Impact of AKT* on Foxp3-dependent and -independent genes. (A) Similar to the experiment in Fig. 3 B, except that genes up-regulated (red) or down-regulated (blue) by Foxp3 retroviral transduction are highlighted. Regions R1, R2, R3, and R4 are outlined. Naive CD4⁺CD25⁻ T cells were activated as before and transduced with the indicated retrovirus. (B) Naive CD4⁺ T cells were activated in the presence with CD3/CD28 beads in the presence of TGF/IL-2 and transduced with AKT*-Thy1.1 and Foxp3-GFP retrovirus. (C) Real-time PCR analysis for Foxp3, CTLA-4, and Gpr83 mRNA was performed. Data represent the mean ± SEM.

Figure 6.

AKT* impairs differentiation of CD4⁺Foxp3⁺ T cells in vivo. (A) Schematic of the intrathymic transfer experiments. CD4⁻CD8⁻ DN thymocytes from CD45.1 mice were transduced with retrovirus encoding AKT* or CTRL vector and injected into sublethally irradiated CD45.2 B6 mice. 2 wk after transfer, donor CD45.1⁺ cells were analyzed for their ability to give rise to CD4⁺Foxp3⁺ cells. (B) Flow cytometry profile of the thymocyte populations gated on donor CD45.1⁺ cells transduced either with CTRL or AKT* retrovirus. Intracellular staining for Foxp3 was performed on electronically gated CD45.1⁺CD4⁺Thy1.1^−/+ populations. The percentages of cells positive for Foxp3 are shown. (C) Summary of independent experiments (n = 6–8 mice) for the percentage of CD4⁺Foxp3⁺ cells gated on donor cells. Horizontal lines indicate the mean. (D) CD4/CD8 profile of infected (identified by a Thy1.1 retrovirally encoded marker) donor cells.

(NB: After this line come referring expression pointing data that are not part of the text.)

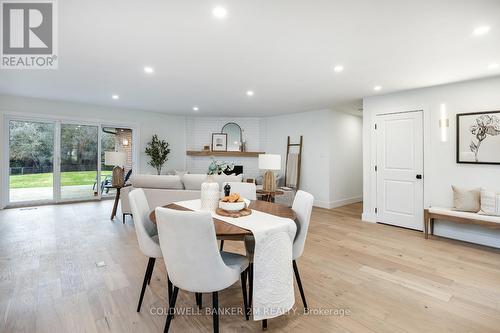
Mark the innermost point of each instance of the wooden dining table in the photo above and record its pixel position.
(228, 231)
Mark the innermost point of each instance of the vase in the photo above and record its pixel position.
(210, 196)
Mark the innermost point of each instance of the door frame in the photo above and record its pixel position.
(57, 121)
(425, 146)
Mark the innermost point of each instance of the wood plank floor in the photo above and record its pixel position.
(358, 277)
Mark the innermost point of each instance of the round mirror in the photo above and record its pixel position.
(233, 132)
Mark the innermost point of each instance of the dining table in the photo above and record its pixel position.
(228, 231)
(273, 227)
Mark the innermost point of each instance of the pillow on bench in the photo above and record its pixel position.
(465, 200)
(490, 203)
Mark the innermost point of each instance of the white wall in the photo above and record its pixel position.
(168, 127)
(346, 159)
(199, 133)
(331, 164)
(331, 156)
(440, 167)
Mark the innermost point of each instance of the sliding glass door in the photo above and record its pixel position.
(31, 161)
(56, 161)
(79, 161)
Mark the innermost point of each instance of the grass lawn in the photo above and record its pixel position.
(45, 179)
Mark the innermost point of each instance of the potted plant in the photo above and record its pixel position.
(158, 152)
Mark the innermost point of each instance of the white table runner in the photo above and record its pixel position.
(273, 292)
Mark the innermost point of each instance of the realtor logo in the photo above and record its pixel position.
(29, 39)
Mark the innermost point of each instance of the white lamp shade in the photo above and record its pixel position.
(114, 158)
(270, 162)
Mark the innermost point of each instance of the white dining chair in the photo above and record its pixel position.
(246, 190)
(302, 206)
(146, 236)
(193, 261)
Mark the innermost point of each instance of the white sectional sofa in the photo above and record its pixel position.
(165, 189)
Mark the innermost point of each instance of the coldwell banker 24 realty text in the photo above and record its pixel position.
(29, 34)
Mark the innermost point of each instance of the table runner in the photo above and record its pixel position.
(273, 291)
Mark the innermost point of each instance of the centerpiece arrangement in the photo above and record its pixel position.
(233, 205)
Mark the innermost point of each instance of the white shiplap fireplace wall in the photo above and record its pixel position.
(199, 133)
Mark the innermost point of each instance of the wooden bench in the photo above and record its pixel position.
(447, 214)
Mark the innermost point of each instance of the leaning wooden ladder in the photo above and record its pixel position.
(299, 145)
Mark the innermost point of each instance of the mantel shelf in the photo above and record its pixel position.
(224, 153)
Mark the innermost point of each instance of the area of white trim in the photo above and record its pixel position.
(346, 201)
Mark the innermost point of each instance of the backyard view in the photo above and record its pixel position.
(31, 151)
(45, 179)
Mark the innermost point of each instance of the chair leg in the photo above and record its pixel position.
(244, 289)
(151, 272)
(147, 276)
(169, 289)
(199, 299)
(215, 305)
(250, 284)
(171, 309)
(299, 283)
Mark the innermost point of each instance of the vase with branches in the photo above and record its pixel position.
(158, 151)
(218, 167)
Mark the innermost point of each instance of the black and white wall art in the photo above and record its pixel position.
(478, 137)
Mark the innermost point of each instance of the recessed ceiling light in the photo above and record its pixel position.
(219, 12)
(481, 30)
(338, 68)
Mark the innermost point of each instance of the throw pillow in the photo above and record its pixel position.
(466, 200)
(181, 173)
(490, 203)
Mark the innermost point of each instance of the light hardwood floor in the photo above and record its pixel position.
(387, 279)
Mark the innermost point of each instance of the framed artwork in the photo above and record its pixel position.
(219, 142)
(478, 137)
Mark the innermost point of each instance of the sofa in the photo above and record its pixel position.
(164, 189)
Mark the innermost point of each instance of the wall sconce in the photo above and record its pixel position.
(444, 123)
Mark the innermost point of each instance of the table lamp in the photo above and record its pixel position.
(269, 162)
(118, 160)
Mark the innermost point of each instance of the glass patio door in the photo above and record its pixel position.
(78, 168)
(31, 161)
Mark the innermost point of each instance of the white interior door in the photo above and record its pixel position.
(400, 161)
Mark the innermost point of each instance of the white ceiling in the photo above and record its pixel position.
(283, 50)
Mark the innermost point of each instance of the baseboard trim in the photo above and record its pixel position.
(369, 217)
(321, 204)
(343, 202)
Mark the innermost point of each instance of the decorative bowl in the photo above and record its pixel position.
(234, 206)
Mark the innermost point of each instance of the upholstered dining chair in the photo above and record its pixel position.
(146, 236)
(193, 260)
(302, 206)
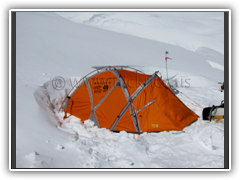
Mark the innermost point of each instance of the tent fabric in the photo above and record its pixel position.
(122, 100)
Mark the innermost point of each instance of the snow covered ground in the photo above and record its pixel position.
(49, 45)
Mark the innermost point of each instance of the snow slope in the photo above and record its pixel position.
(48, 45)
(190, 30)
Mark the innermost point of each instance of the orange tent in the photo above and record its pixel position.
(119, 99)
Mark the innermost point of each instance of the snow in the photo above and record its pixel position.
(49, 45)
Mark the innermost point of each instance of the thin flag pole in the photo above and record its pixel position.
(166, 65)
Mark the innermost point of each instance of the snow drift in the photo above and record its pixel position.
(49, 46)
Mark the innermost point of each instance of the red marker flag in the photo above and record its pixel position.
(166, 58)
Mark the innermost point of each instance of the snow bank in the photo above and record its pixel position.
(50, 46)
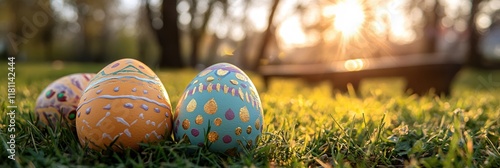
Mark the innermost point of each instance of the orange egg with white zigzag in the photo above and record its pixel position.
(124, 105)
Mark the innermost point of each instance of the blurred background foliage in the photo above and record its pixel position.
(197, 33)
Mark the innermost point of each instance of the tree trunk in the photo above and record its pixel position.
(474, 57)
(267, 36)
(84, 54)
(168, 35)
(198, 34)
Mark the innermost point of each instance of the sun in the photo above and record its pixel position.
(348, 15)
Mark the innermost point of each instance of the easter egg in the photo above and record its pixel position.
(124, 105)
(221, 107)
(59, 100)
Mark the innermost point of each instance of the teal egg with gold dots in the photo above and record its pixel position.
(221, 110)
(59, 100)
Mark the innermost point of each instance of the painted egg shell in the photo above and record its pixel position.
(61, 98)
(222, 106)
(125, 102)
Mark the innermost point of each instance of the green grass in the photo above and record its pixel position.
(304, 126)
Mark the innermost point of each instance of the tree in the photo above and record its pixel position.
(167, 35)
(267, 36)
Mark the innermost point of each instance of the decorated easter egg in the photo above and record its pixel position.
(124, 105)
(60, 99)
(220, 109)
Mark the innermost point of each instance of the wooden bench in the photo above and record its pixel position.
(422, 72)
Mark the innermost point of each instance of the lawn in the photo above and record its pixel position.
(304, 125)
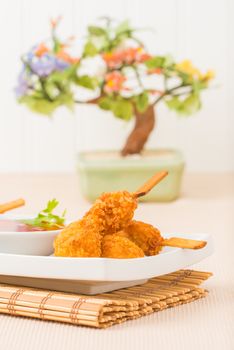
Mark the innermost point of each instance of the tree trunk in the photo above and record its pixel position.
(144, 124)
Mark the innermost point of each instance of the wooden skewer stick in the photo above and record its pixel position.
(11, 205)
(153, 181)
(183, 243)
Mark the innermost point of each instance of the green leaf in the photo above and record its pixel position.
(106, 103)
(96, 31)
(87, 81)
(90, 49)
(142, 102)
(122, 109)
(40, 105)
(46, 218)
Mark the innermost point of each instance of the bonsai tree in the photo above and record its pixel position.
(129, 81)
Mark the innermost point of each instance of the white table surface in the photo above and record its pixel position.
(206, 205)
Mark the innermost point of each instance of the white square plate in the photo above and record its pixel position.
(97, 275)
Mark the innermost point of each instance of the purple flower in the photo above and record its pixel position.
(23, 84)
(44, 65)
(61, 65)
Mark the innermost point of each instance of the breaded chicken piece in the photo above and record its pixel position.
(111, 212)
(76, 240)
(115, 246)
(145, 236)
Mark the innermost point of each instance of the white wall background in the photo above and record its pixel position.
(201, 30)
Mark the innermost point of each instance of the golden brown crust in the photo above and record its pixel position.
(114, 246)
(76, 240)
(111, 212)
(145, 236)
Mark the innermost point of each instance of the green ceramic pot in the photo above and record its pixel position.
(107, 171)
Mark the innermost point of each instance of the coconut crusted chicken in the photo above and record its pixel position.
(107, 230)
(110, 213)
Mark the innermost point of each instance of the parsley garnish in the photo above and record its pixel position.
(47, 219)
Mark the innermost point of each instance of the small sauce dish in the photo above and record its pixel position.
(18, 238)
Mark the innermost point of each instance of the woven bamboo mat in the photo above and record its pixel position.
(104, 310)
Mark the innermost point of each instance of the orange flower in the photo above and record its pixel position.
(114, 81)
(130, 55)
(154, 71)
(63, 55)
(55, 21)
(41, 50)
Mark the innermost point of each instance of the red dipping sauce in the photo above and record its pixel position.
(17, 226)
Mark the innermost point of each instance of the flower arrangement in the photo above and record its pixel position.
(129, 81)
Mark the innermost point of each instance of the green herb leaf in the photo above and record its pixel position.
(47, 219)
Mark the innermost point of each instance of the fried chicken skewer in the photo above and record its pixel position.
(107, 229)
(149, 238)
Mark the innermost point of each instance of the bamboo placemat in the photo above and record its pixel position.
(104, 310)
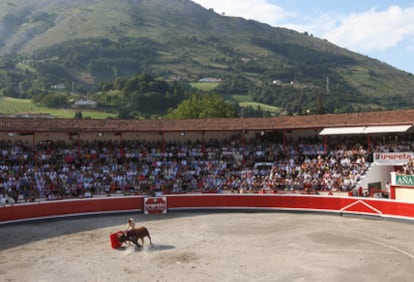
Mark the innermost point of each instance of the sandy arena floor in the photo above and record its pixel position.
(211, 247)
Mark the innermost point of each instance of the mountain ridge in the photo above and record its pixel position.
(94, 41)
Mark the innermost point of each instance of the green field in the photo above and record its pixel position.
(10, 106)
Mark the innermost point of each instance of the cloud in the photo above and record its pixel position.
(371, 30)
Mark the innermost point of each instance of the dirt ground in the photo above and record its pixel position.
(221, 246)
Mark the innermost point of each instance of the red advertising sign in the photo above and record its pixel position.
(154, 205)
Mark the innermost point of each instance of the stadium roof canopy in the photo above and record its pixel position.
(354, 130)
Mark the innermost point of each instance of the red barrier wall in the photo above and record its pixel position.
(365, 206)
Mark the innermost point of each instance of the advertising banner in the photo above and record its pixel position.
(392, 158)
(155, 205)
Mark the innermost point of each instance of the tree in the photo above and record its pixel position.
(202, 106)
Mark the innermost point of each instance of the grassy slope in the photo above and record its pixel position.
(12, 106)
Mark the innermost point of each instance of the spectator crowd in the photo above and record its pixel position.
(56, 170)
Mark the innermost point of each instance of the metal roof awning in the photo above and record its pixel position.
(387, 129)
(342, 130)
(354, 130)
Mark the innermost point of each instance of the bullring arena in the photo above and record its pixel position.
(229, 246)
(306, 198)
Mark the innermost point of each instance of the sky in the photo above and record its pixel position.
(382, 30)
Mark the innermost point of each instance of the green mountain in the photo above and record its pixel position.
(82, 43)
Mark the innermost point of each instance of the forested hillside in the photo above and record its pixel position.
(87, 45)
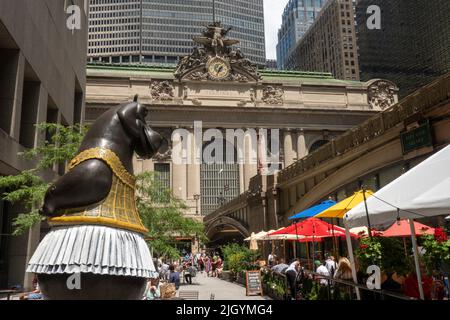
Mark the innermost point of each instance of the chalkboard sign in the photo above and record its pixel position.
(254, 286)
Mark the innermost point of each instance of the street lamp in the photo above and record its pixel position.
(196, 198)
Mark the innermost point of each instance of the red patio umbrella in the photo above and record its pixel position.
(403, 229)
(314, 229)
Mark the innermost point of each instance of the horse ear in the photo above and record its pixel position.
(128, 117)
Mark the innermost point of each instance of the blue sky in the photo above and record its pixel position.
(273, 10)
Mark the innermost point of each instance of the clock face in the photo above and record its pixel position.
(218, 68)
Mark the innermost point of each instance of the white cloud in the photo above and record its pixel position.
(273, 10)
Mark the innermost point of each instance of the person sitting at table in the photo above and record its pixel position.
(174, 277)
(153, 292)
(35, 294)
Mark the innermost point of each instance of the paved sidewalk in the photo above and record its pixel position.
(222, 290)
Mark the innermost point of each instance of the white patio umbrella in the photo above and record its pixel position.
(420, 192)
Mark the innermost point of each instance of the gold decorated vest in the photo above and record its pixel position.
(118, 209)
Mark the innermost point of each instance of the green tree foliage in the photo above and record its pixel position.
(387, 253)
(436, 253)
(28, 187)
(239, 258)
(162, 214)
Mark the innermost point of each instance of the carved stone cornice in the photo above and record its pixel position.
(381, 94)
(162, 90)
(273, 95)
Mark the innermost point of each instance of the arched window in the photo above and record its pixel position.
(219, 181)
(316, 145)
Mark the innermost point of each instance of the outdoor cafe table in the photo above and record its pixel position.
(8, 293)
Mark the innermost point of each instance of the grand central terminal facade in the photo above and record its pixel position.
(217, 86)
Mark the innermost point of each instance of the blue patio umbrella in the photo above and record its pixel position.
(313, 211)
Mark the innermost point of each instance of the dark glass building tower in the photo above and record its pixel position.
(412, 48)
(155, 31)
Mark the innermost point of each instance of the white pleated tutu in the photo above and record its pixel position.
(93, 249)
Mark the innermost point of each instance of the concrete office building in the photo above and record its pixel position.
(153, 31)
(412, 47)
(42, 76)
(330, 44)
(298, 17)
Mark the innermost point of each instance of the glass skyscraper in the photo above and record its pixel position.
(298, 16)
(412, 47)
(155, 31)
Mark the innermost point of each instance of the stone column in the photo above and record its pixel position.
(193, 175)
(302, 150)
(289, 152)
(179, 174)
(11, 82)
(242, 188)
(251, 165)
(42, 114)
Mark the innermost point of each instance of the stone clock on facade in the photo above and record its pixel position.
(216, 59)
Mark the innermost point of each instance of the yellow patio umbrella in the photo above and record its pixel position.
(341, 208)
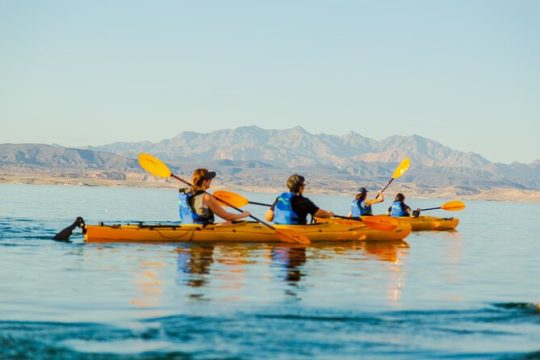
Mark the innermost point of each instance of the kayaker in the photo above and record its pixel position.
(400, 209)
(195, 206)
(292, 207)
(361, 205)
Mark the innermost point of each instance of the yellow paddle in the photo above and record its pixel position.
(400, 170)
(156, 167)
(377, 222)
(455, 205)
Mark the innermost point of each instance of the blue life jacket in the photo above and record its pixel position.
(397, 209)
(283, 212)
(359, 208)
(186, 212)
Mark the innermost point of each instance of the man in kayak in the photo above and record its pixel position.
(292, 207)
(400, 209)
(196, 206)
(361, 205)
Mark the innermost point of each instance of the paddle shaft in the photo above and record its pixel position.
(226, 203)
(261, 204)
(348, 218)
(387, 185)
(438, 207)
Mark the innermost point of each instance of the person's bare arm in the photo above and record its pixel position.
(213, 205)
(379, 198)
(323, 214)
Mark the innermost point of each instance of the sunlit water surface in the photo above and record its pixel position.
(466, 294)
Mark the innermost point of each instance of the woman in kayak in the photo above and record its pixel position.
(292, 207)
(361, 205)
(400, 209)
(195, 206)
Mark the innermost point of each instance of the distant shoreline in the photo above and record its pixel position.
(411, 191)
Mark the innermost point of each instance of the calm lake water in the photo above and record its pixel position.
(473, 293)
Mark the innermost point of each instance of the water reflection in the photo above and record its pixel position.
(196, 262)
(233, 268)
(290, 260)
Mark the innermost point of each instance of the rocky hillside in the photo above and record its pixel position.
(350, 156)
(251, 156)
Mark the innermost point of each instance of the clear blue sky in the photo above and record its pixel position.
(464, 73)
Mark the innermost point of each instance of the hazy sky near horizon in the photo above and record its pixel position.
(463, 73)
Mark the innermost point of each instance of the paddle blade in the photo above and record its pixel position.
(453, 206)
(230, 198)
(291, 236)
(402, 168)
(153, 165)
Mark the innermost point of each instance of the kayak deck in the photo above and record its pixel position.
(423, 223)
(236, 232)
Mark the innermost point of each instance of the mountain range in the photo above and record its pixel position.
(261, 157)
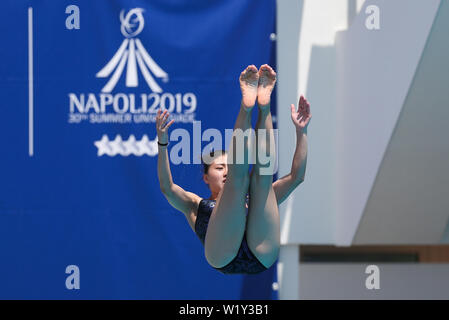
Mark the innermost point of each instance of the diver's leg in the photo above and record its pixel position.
(228, 219)
(263, 226)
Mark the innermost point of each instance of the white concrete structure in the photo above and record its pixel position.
(378, 145)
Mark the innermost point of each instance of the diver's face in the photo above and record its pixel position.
(216, 175)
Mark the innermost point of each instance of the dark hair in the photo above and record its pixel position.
(212, 155)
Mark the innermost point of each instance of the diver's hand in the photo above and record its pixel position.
(162, 126)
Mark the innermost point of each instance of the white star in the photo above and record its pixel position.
(103, 146)
(117, 146)
(131, 146)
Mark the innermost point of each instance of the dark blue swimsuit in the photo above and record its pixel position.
(245, 261)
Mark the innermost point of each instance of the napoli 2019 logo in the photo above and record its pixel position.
(132, 25)
(139, 71)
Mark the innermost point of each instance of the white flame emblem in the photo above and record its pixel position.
(128, 24)
(130, 51)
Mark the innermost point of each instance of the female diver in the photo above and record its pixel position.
(237, 242)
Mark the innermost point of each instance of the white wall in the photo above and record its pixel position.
(397, 281)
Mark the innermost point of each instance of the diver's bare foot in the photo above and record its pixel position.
(267, 80)
(249, 80)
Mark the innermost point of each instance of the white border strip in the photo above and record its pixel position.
(30, 81)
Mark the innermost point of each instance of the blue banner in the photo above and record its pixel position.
(81, 82)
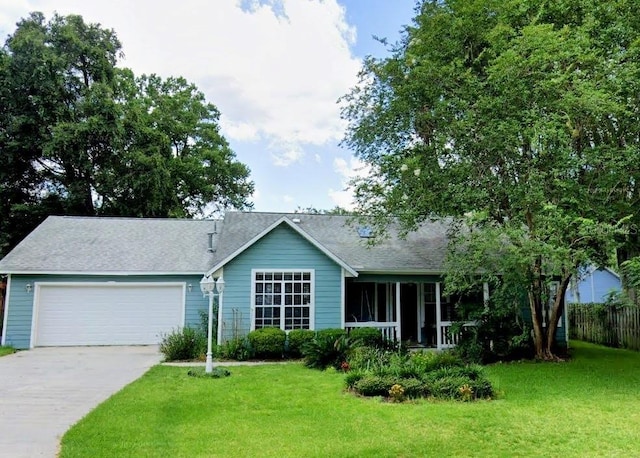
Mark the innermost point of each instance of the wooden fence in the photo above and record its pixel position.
(614, 327)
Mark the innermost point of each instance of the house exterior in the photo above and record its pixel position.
(117, 281)
(592, 285)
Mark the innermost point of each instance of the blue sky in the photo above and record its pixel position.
(274, 68)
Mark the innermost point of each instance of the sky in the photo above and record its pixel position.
(274, 68)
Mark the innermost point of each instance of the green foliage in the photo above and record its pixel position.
(369, 337)
(183, 344)
(329, 348)
(237, 349)
(332, 333)
(113, 143)
(296, 340)
(498, 115)
(267, 342)
(399, 375)
(217, 372)
(428, 361)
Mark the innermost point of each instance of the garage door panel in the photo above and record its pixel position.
(107, 314)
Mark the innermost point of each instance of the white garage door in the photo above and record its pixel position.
(106, 314)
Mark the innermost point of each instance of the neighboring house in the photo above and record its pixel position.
(115, 281)
(593, 285)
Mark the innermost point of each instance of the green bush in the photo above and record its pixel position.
(326, 349)
(448, 383)
(183, 344)
(267, 342)
(352, 377)
(427, 361)
(368, 337)
(367, 358)
(296, 339)
(332, 333)
(237, 349)
(217, 372)
(374, 385)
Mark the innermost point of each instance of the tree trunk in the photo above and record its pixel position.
(556, 313)
(535, 305)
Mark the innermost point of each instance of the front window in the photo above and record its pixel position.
(283, 299)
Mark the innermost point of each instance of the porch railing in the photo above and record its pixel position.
(388, 329)
(449, 339)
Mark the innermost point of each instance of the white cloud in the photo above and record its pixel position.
(348, 170)
(274, 68)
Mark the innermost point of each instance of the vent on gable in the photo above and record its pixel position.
(365, 232)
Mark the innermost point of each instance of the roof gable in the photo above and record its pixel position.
(282, 220)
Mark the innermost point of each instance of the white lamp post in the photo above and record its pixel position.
(220, 288)
(207, 285)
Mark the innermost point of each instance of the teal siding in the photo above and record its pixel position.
(282, 248)
(20, 306)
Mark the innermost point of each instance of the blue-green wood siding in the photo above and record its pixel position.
(282, 248)
(20, 306)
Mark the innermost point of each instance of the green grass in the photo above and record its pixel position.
(587, 407)
(6, 350)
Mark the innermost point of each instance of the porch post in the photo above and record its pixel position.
(419, 312)
(398, 330)
(438, 317)
(343, 301)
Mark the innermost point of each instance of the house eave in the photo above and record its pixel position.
(400, 272)
(349, 271)
(117, 273)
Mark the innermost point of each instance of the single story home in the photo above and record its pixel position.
(119, 281)
(593, 285)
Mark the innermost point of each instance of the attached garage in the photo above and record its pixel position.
(111, 313)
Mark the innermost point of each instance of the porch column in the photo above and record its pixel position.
(343, 300)
(398, 331)
(438, 317)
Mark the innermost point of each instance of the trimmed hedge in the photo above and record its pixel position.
(296, 340)
(368, 337)
(267, 342)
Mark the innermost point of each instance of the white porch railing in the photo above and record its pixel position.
(388, 329)
(447, 338)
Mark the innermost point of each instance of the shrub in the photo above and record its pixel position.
(368, 337)
(237, 349)
(217, 372)
(332, 333)
(296, 339)
(267, 342)
(367, 358)
(427, 361)
(326, 349)
(353, 377)
(183, 344)
(374, 385)
(464, 383)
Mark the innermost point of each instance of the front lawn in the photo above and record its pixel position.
(5, 350)
(589, 406)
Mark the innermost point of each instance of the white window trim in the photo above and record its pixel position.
(312, 305)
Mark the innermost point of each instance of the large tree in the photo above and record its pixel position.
(518, 119)
(80, 136)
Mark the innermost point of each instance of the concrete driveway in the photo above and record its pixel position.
(46, 390)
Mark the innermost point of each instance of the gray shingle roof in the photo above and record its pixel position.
(136, 245)
(113, 245)
(422, 250)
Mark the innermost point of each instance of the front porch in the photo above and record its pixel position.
(413, 311)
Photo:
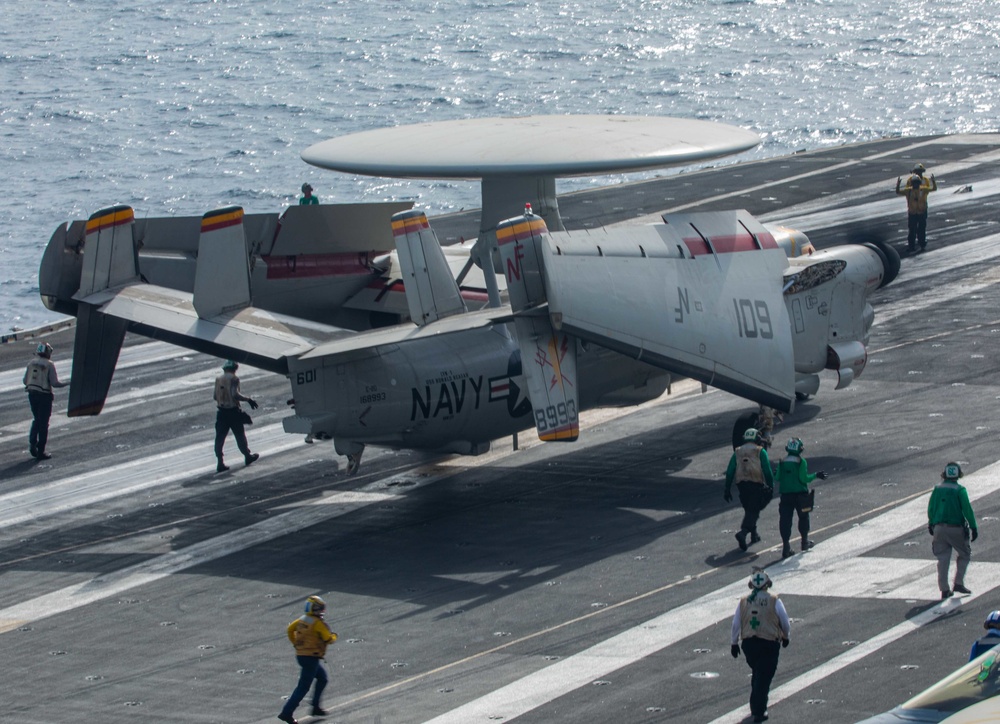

The percentages of cells in the indicated regions are shown. Summary of the ratio of (E) the sum of SP to DP cells and (F) of the CD4SP to CD8SP infected cells from various mice. Horizontal lines indicate the mean.

Figure 7.

Molecular mechanisms of AKT-mediated suppression of Foxp3 induction. Naive CD4⁺CD25⁻ T cells were stimulated in the presence of TGF-β and IL-2. 24 h after activation, cells were transduced with retrovirus and cultured for an additional 72 h in the presence or absence of 100 nm rapamycin. Foxp3 expression was determined by flow cytometry. The percentages of cells positive for Foxp3 are shown. Data are representative of three or more experiments.